Überblick über die Show
Lordes Ultrasound-Tour-Stopp im The O2 am 16. November 2025 diente als live verkörperte Darstellung ihres im Sommer veröffentlichten Albums 'Virgin', das intime Themen von Weiblichkeit, Geschlecht und Körperbild erkundet. Die neuseeländische Künstlerin präsentierte eine reduzierte, aber visuell beeindruckende Produktion, die eine dunkelgraue Bühne als Leinwand für erzählende Requisiten und Lichter nutzte, die die Songs verstärkten, ohne sie zu überladen.
Das Konzert begann mit 'Hammer', bei dem Lorde aus einer Falltür auftauchte, beleuchtet von blauen Lichtern, mit einem Neon-Gürtel um die Taille.
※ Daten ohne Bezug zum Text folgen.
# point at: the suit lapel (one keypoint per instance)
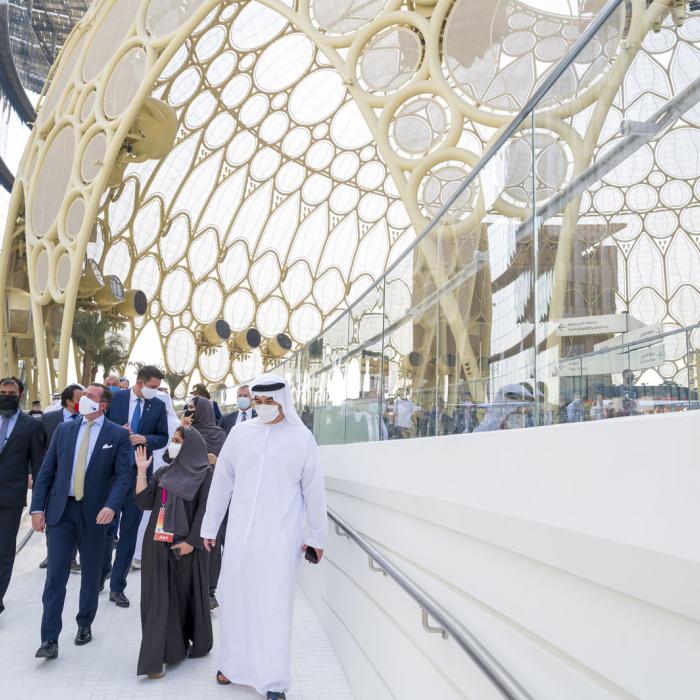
(17, 429)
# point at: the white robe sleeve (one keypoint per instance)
(220, 490)
(313, 493)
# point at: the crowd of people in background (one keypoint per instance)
(121, 481)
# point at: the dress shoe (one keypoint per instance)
(47, 650)
(120, 599)
(84, 636)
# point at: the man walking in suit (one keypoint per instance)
(245, 411)
(144, 415)
(82, 483)
(70, 398)
(20, 459)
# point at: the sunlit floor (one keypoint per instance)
(106, 668)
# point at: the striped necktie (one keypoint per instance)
(81, 464)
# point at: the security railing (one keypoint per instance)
(449, 627)
(559, 281)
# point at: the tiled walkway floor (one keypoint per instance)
(106, 668)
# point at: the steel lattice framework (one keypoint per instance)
(313, 139)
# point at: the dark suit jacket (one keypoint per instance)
(109, 474)
(21, 456)
(229, 420)
(154, 419)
Visuelle Elemente umfassten einen absinkenden Ring aus Lichtern für 'Shapeshifter', der einen Ultraschall-Scan evocierte, und einen Laufbandlauf während 'Supercut' aus ihrem früheren Album 'Melodrama'. Intime Momente zeigten Nahaufnahmen per Selfie-Kamera während '400 Lux' und einen vergrößerten Bildschirm für die verletzliche 'Liability'.
Performance-Highlights
Lordes Interpretationen der 'Virgin'-Tracks fügten Schichten roher Emotion hinzu. In 'Broken Glass' löste sie ihren Gürtel im Takt zum Beat. Für 'Current Affairs' zog sie ihre Jeans aus, später goss sie sich Wasser über für 'GRWM' und erklärte, es sei von einem Kuss unter der Dusche inspiriert. 'Man Of The Year' kulminierte in einem Tanz durch violette Laser und Trockeneis, mit silbernem Klebeband über der Brust.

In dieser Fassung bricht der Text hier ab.